Shock jocks and pirate broadcasters won’t be the only ones who will twist radio waves. According to a team of Swedish physicists, it may be possible to twist radio waves and embed even more data in the resulting wave.
You can check out an article on this at New Scientist.
According to the article, the radio frequency ranges between 3 kilohertz and 300 gigahertz. It’s a range that’s crowded with wireless computer signals and cellphone traffic and other informational tech and telephonic periphery.
Even satellite signals, like the ones used to beam the Howard Stern show, are affected.
What’s In It For Us?
If more data can be encoded in a radio wave, as these scientists have demonstrated, there may be more spectrum available for use.
The idea isn’t exactly new, according to the researchers.
Physicist Thomas Leyser, one of the physicists conducting the research said:
“Twisted laser beams have been researched since the 1990s, but it has only now become possible to create twisted beams at the much lower radio frequencies,” he says.

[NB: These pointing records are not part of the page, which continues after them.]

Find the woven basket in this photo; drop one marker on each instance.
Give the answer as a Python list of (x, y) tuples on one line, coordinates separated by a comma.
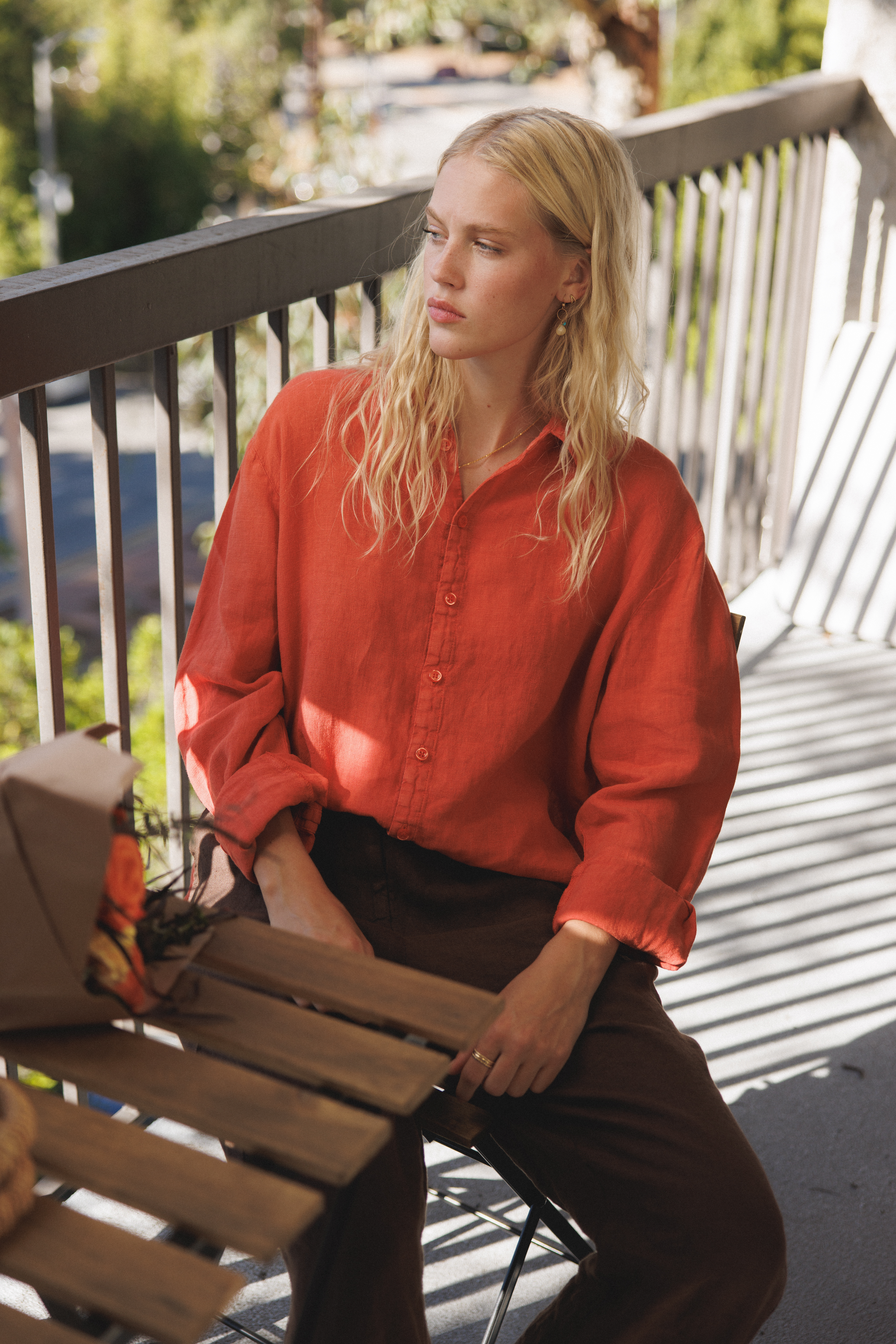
[(18, 1132)]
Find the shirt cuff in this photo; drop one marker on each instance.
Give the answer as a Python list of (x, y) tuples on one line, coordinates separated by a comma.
[(256, 794), (633, 905)]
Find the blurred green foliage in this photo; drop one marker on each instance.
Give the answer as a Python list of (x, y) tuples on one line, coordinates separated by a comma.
[(533, 30), (154, 119), (730, 46), (84, 697)]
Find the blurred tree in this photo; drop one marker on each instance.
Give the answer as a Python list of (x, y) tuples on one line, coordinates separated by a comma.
[(631, 32), (155, 122), (727, 46)]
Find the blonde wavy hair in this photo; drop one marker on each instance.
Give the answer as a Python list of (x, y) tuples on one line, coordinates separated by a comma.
[(583, 193)]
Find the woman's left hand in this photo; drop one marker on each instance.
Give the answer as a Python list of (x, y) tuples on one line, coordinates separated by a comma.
[(545, 1010)]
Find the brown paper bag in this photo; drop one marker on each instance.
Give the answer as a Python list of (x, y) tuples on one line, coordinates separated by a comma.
[(55, 803)]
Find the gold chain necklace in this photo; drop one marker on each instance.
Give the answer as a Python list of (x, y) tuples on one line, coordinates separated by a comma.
[(475, 462)]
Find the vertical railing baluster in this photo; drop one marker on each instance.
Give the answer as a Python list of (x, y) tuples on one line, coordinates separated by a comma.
[(769, 398), (753, 484), (324, 335), (711, 189), (225, 413), (723, 299), (42, 562), (684, 288), (806, 230), (171, 586), (733, 373), (371, 314), (659, 310), (111, 569), (277, 351), (642, 297)]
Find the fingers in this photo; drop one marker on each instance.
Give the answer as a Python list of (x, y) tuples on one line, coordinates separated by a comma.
[(460, 1059), (472, 1077)]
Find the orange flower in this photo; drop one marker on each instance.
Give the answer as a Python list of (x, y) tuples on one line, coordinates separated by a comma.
[(124, 882), (115, 960)]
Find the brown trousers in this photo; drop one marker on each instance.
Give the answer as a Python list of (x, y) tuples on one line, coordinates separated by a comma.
[(632, 1139)]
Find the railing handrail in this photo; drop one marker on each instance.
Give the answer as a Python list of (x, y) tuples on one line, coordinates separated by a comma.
[(146, 297), (142, 299), (683, 142)]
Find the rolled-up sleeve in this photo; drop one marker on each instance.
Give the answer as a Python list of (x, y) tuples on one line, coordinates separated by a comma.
[(230, 695), (664, 748)]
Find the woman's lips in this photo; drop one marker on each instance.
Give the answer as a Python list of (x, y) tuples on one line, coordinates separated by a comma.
[(441, 312)]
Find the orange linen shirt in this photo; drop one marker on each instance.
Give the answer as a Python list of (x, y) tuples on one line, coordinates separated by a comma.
[(460, 698)]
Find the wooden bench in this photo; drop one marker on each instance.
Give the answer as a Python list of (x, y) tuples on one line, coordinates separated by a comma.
[(160, 1288)]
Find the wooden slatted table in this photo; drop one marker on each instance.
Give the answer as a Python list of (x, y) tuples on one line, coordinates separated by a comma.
[(162, 1290)]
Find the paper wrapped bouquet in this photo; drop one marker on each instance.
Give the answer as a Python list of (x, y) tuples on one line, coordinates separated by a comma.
[(78, 941)]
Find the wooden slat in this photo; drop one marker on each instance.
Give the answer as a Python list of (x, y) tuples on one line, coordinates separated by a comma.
[(806, 234), (17, 1328), (150, 1287), (171, 586), (314, 1136), (723, 300), (225, 413), (711, 187), (371, 315), (42, 561), (660, 295), (769, 400), (684, 287), (324, 331), (111, 568), (228, 1203), (277, 351), (301, 1045), (733, 369), (755, 482), (448, 1117), (365, 988)]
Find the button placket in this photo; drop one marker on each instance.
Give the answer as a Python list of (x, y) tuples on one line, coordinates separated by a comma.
[(430, 701)]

But the team has added their own technique to the earlier research that may open up vast new territories in the spectrum.
How Does It Work?
According To Leyser, the signal is twisted by firing antennas in sequence to “describe a circle.” They don’t fire at once like normal radio operations. As a twist on the twist, the team fed all the antennas in the array slightly different current.
And the radio twist was born.
One hurdle remains.
No one is sure how much information this new antenna can send and receive. Technically, the article indicates vast quantities of information could be packaged and broadcast by a twisted radio beam.
But cell phones are outfitted with dipole antennas, which can’t sent twisted radio signals.
We’ll just have to see how these challenges can be overcome.